Kansanshi moves forward

Vancouver First Quantum Minerals (FM-T) is wasting no time in advancing its newly acquired Kansanshi copper deposit in Zambia.

The project hosts an open-pit mineral resource of 267 million tonnes grading 1.28% copper and 0.16 gram gold per tonne.

First Quantum acquired its 80% stake in the property from Cyprus Amax, a wholly owned subsidiary of Phelps Dodge (PD-N), by paying US$50,000, assuming US$27.45 million in gross debt (US$25 million net of cash) and issuing 1.4 million shares.

Thirty days after commercial production begins, the junior producer must also pay US$25 million less the market value at the time of 1.4 million of its shares.

Government-held Zambian Consolidated Copper Mines (ZCCM) holds the remaining 20% interest

"The work carried out by Cyprus Amax Minerals and Phelps Dodge is of exceptional quality and we intend to move as quickly as possible to complete the definitive bankable feasibility study," says Rod Webster, CEO of Kansanshi Mines. "The construction of a long-lived, low-cost, open-pit mine at Kansanshi will serve as a catalyst for further development in the area."

With US$25 million already spent on exploration and development at Kansanshi, First Quantum has launched a bankable feasibility study.
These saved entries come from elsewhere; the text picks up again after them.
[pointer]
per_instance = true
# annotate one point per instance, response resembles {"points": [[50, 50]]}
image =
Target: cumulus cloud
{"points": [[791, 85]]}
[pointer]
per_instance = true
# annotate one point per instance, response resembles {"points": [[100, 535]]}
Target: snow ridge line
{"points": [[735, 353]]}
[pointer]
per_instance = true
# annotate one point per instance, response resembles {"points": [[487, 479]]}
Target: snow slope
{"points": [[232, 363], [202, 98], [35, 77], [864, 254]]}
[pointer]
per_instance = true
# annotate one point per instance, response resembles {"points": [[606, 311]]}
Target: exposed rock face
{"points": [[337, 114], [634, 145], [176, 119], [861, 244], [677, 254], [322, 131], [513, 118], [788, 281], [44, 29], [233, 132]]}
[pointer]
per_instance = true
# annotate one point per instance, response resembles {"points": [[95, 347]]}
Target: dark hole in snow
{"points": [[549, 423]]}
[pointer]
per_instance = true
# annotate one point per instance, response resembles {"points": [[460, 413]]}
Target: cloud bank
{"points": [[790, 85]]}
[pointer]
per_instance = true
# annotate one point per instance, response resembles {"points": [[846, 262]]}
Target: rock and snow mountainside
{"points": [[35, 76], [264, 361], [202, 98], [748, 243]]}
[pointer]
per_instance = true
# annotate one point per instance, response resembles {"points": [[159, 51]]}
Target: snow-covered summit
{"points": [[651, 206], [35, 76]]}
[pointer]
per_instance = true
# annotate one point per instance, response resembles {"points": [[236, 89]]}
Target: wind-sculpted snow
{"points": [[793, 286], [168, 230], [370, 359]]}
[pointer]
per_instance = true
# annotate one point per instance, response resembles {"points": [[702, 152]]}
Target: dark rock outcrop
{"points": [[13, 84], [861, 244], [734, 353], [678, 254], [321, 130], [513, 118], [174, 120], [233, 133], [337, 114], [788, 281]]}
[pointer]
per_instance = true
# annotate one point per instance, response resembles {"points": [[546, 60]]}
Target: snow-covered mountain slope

This will consider the potential development of a large-scale open-pit mine capable of producing 50,000-100,000 tonnes copper per year.

The study is expected to be complete in nine months. Perth-based GRD Minproc has been selected as project manager of the study.

Based on 100,900 metres of drilling, the pit-contained resources for the deposit come in at:

  • 77.9 million tonnes grading 1.58% copper in the measured category;
  • 126.2 million tonnes grading 1.18% copper in the indicated category; and
  • nearly 63 million tonnes averaging 1.11% copper in the inferred class.

Lying in the northwestern portion of the country, some 15 km north of the town of Solwezi and 16 km south of the border with the Democratic Republic of Congo, Kansanshi is one of the oldest known mines in Zambia.

Since the discovery of ancient workings in 1899, the deposit has been intermittently mined for high-grade copper from both underground and open pit. The total production to date is approximately 80,000 tonnes copper.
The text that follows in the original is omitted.